Publik kini menantikan langkah konkret pemerintah dalam memastikan proyek ini tidak menjadi beban permanen bagi keuangan negara. Banyak pihak menilai, restrukturisasi utang perlu dibarengi dengan audit menyeluruh terhadap efisiensi operasional dan kebocoran anggaran agar restrukturisasi tidak hanya menjadi solusi semu.
Masa Depan Whoosh: Antara Harapan dan Beban
Menariknya, laporan WIPO Technology Trend: Future of Transformation menggambarkan bagaimana teknologi transportasi di masa depan akan semakin efisien dan berkelanjutan. Jika skenario pelunasan utang Whoosh benar terjadi pada tahun 2085, maka publik di masa itu mungkin hanya akan mengenang proyek ini sebagai warisan masa lalu yang penuh pelajaran.

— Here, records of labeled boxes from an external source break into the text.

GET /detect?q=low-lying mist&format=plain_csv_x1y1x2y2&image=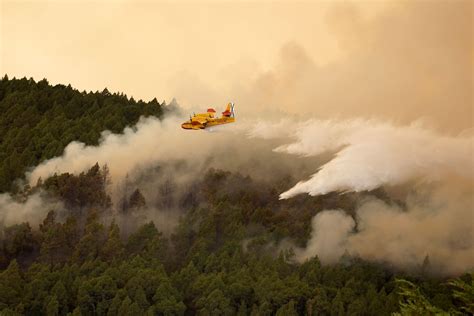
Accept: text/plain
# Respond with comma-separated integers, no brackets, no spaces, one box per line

1,113,474,275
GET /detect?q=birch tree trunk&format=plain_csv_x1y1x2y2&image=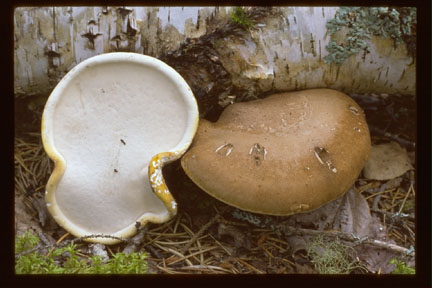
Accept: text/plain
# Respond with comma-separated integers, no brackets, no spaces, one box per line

14,7,416,114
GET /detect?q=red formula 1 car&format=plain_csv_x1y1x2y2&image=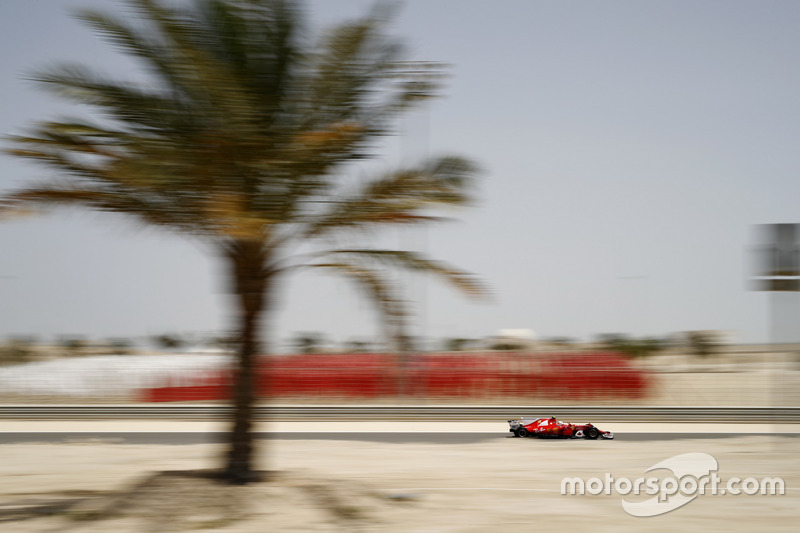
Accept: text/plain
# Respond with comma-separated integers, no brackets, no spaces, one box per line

508,417,614,439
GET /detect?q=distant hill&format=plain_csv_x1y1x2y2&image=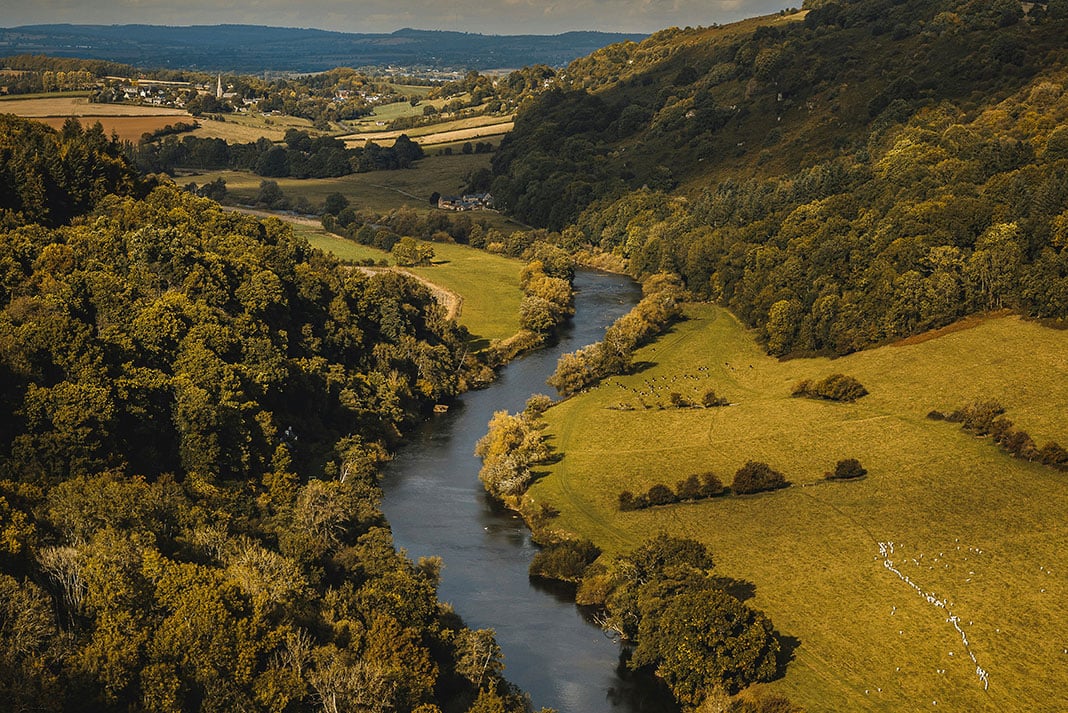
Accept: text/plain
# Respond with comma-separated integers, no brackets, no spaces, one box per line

Dalam kanal FILONOMICS bahkan merilis video berjudul “Utang Whoosh Lunas 2085, Sabar 60 Tahun Lagi” yang menggambarkan bagaimana perjalanan panjang proyek ini menjadi simbol ambisi sekaligus peringatan tentang pentingnya perencanaan matang dalam proyek infrastruktur nasional. (fntv)

Posting Komentar untuk "Restrukturisasi Utang Whoosh 60 Tahun Dinilai Tak Selesaikan Masalah, Celios: Proyek Tidak Direncanakan Secara Prudent"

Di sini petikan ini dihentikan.